When the market is weak, I like to look for relative strength, and one place I’m finding it is in a master limited partnership that stores energy-related products, explains John Dobosz, editor of Forbes Dividend Investor.

St. Louis, Mo.-based World Point Terminals (WPT) owns 12.8 million barrels of storage capacity at 14 strategically located terminals along the East Coast, Gulf Coast, and in the Midwest regions of the United States.

It stores gasoline, distillates, jet fuels, light refined products, residual fuel oils, and liquid asphalt, heavy refined products, and crude oil.

The units have been a port in the storm; they are up 6.5% from our initial buy at $18.70 four months ago. That’s saying something, since many MLPs, like those tracked by the Alerian MLP Index, have been hammered 20% lower over that same time frame.

Analysts expect WPT to post revenue growth of 9% for 2014 and this year. The next earnings report comes out at the end of March. Net income per unit is expected to more than double in 2014 and to grow 8.5% this year.
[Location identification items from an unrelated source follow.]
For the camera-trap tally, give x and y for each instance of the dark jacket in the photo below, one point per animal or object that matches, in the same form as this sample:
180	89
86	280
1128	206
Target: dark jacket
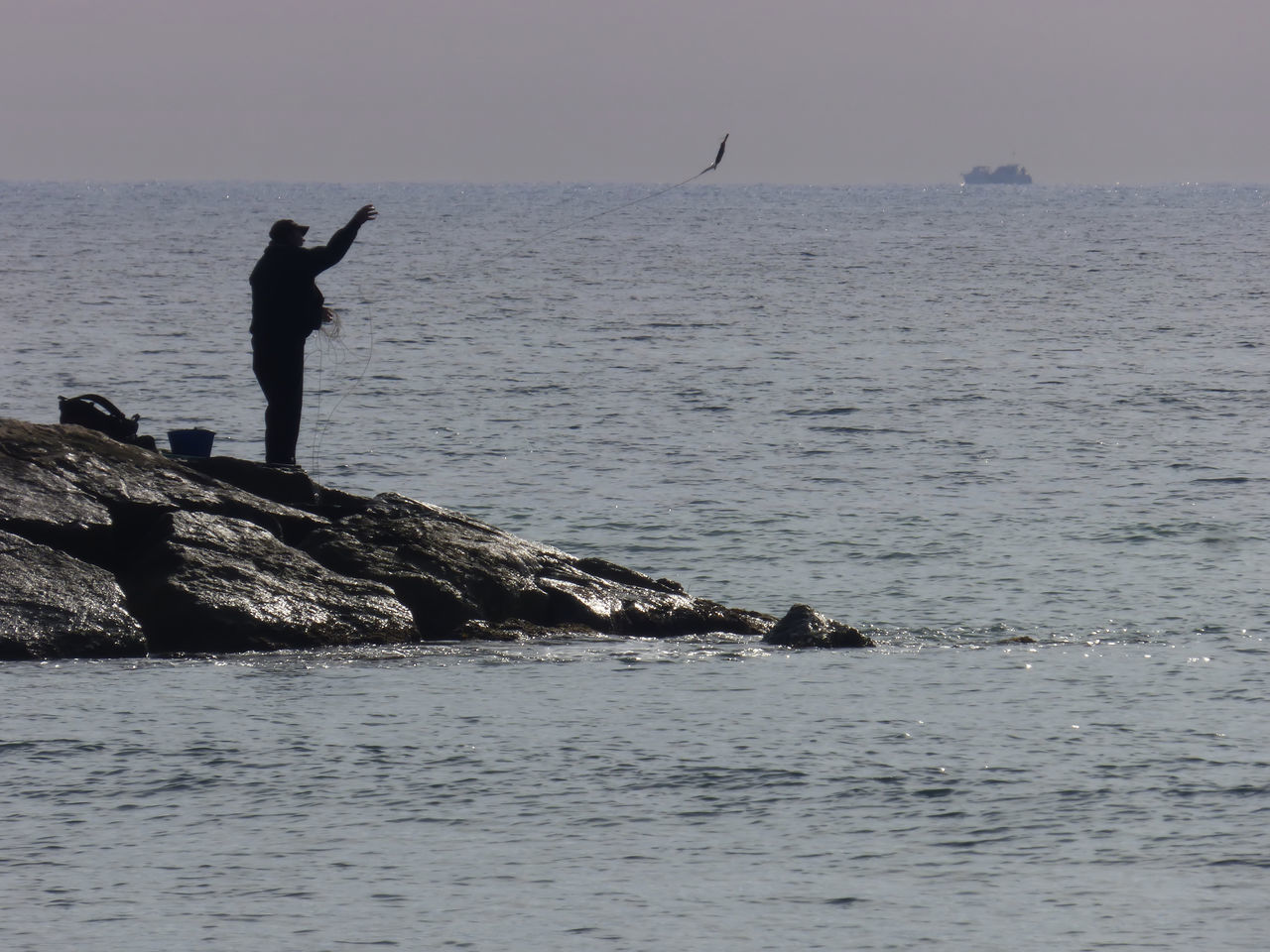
286	303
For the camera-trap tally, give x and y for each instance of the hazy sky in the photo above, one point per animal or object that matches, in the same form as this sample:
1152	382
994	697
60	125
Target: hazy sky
612	90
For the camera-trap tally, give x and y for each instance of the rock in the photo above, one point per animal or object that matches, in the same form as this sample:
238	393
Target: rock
114	549
451	569
217	584
806	627
53	606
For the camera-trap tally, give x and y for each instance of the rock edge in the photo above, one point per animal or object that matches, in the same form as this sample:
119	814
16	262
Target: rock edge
113	549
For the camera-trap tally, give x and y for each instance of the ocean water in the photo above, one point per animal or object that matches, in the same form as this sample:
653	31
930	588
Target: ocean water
949	416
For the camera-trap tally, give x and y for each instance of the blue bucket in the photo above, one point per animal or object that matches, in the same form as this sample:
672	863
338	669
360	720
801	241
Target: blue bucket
195	442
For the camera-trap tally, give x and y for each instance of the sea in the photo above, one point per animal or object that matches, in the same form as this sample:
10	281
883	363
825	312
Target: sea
1020	435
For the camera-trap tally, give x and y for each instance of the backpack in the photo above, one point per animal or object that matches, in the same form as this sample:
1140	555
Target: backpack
99	414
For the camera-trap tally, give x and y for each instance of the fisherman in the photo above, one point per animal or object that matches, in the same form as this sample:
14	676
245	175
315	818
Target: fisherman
286	308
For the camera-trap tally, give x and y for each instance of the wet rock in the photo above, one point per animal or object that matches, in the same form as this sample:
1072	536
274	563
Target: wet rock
128	551
53	606
218	584
451	569
806	627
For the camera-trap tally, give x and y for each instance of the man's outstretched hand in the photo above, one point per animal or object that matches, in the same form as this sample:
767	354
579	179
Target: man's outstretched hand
363	214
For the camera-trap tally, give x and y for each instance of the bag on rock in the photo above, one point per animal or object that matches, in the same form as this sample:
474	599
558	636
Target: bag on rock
99	414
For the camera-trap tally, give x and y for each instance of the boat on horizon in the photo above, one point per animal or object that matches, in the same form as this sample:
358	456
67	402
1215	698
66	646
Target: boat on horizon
1010	175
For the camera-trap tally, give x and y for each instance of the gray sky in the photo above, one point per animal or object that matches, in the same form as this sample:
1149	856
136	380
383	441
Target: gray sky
830	91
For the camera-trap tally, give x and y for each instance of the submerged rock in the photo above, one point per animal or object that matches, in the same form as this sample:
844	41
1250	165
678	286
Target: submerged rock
108	548
806	627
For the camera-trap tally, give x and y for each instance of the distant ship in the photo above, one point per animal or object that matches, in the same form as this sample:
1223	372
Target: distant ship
1001	176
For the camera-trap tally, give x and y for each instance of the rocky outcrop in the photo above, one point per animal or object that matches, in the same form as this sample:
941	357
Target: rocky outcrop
806	627
112	549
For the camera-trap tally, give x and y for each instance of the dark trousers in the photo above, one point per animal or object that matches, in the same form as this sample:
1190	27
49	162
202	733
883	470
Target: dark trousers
280	368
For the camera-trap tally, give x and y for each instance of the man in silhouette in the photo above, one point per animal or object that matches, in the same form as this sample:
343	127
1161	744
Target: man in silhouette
286	308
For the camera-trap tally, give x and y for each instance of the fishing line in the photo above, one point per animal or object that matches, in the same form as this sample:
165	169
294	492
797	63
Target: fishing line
330	336
601	213
331	330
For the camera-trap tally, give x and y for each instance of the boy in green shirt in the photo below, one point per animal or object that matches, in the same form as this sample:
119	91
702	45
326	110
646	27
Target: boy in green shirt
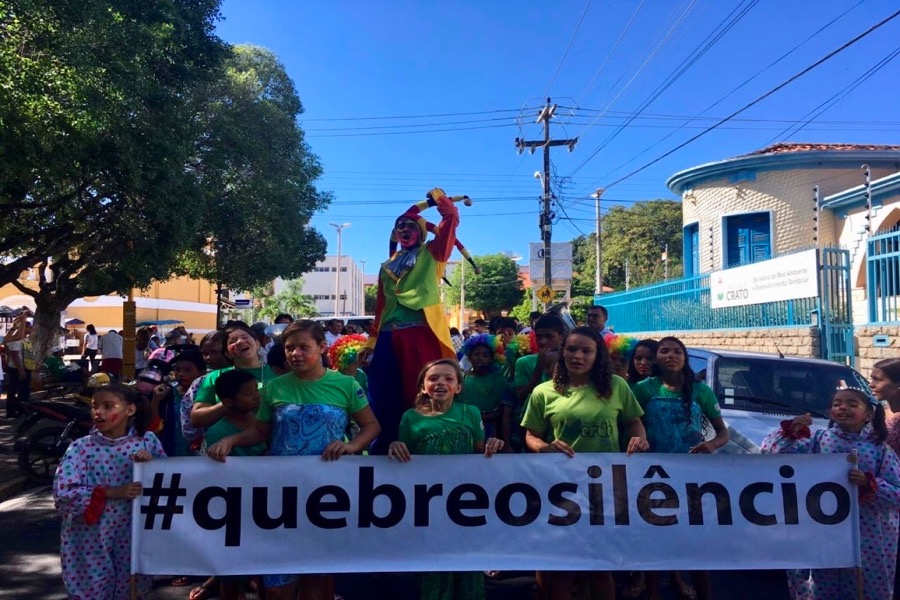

As an MLP, World Point is required to pay out substantially all of its net income as distributions to avoid taxation at the corporate level.

Currently, those distributions are paid out at a rate of $0.30 per quarter, for an annual rate of $1.20 and a yield of 6.02%. Distributions are comfortably covered by cash from operations over the past twelve months of $1.75 per unit.

WPT has only been publicly traded since August 2013, but it retains discounts to average multiples of book value and enterprise value to EBITDA that made it attractive in the first place, when originally recommended last September.

If you don’t already own it, it’s a good time to get some, and if you already do, consider adding to your position.